CAAB Crochet shares cotton napkin ring pattern with sturdy shape
CAAB Crochet’s cotton napkin ring solved the floppy-table decor problem with a mesh-reinforced shape, and the free PDF landed for a one-day Ravelry window.

A napkin ring sounds small until it has to survive a real table, and CAAB Crochet’s cotton version was built to do exactly that. Instead of reading as a flimsy decorative band, the pattern used an inner layer of plastic mesh canvas tucked between folded crocheted fabric, giving the finished ring the structure it needed to hold its shape cleanly on the table.
CAAB Crochet published the Crochet Napkin Ring Pattern on May 17, 2026 as part of its 5 Days of Cotton 2026 event, which promised one free cotton-yarn pattern each day.

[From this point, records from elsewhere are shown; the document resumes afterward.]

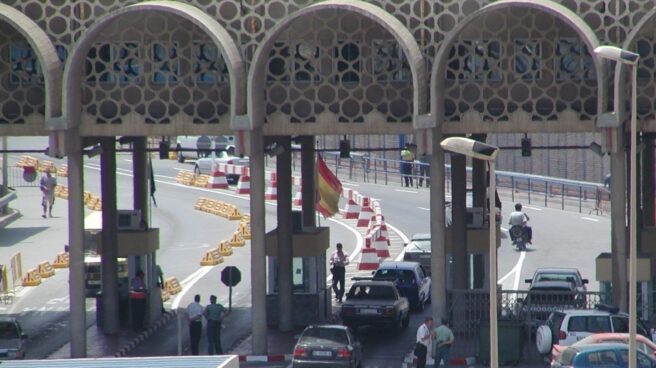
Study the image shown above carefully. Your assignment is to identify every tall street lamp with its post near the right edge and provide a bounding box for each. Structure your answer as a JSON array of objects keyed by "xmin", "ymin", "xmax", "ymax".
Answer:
[{"xmin": 595, "ymin": 46, "xmax": 640, "ymax": 368}]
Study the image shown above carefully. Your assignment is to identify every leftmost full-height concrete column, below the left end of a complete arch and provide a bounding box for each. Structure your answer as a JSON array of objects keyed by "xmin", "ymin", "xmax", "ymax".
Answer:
[{"xmin": 66, "ymin": 129, "xmax": 87, "ymax": 358}]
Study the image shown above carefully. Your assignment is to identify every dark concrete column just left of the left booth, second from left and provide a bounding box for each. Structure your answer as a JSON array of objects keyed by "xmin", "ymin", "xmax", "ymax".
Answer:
[{"xmin": 100, "ymin": 137, "xmax": 120, "ymax": 334}]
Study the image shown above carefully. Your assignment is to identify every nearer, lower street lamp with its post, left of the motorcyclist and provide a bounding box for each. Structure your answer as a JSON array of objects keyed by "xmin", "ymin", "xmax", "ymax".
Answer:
[{"xmin": 440, "ymin": 137, "xmax": 499, "ymax": 367}]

The napkin ring PDF was offered free on Ravelry on Monday, May 18, with the free window expiring Tuesday, May 19 at 10:00 am EST, while the web version remained free on the blog. That time-sensitive release gave the project the feel of a quick seasonal pickup, but the design itself was the real draw.

The construction is the story here. The mesh canvas was cut slightly smaller than the crocheted fabric and sewn into the folded piece, with the canvas providing just the right amount of tension to keep the ring crisp instead of misshapen. The pattern called for about 28 yards of worsted-weight cotton yarn, a 5.5 mm hook, a yarn needle, scissors, and gauge guidance based on the finished ring size. It also specified a 1.5 inch by 5 inch piece of 7-count plastic canvas, and the sample used Hobby Lobby I Love This Cotton in Khaki.
CAAB Crochet described the finished piece as classy, no-fuss, and customizable, with room for different color schemes or a crocheted flower or applique to match a tablescape. The pattern could scale from a set of four for an intimate dinner to enough rings for a wedding reception, which made it useful well beyond a single holiday place setting. That range fits the broader napkin-ring corner of crochet, where designs are regularly marketed for weddings, holiday dinners, spring brunches, gifting, and everyday decor.
The maker behind CAAB Crochet, Esther Thompson, said she started Cute As A Button Crochet & Craft as a creative outlet and to bring in additional income for her family, first making finished items for local craft fairs and markets before moving into pattern design. That background shows in a project like this one: polished, practical, and built for crocheters who want a handmade table detail that holds its shape as well as it holds a place setting.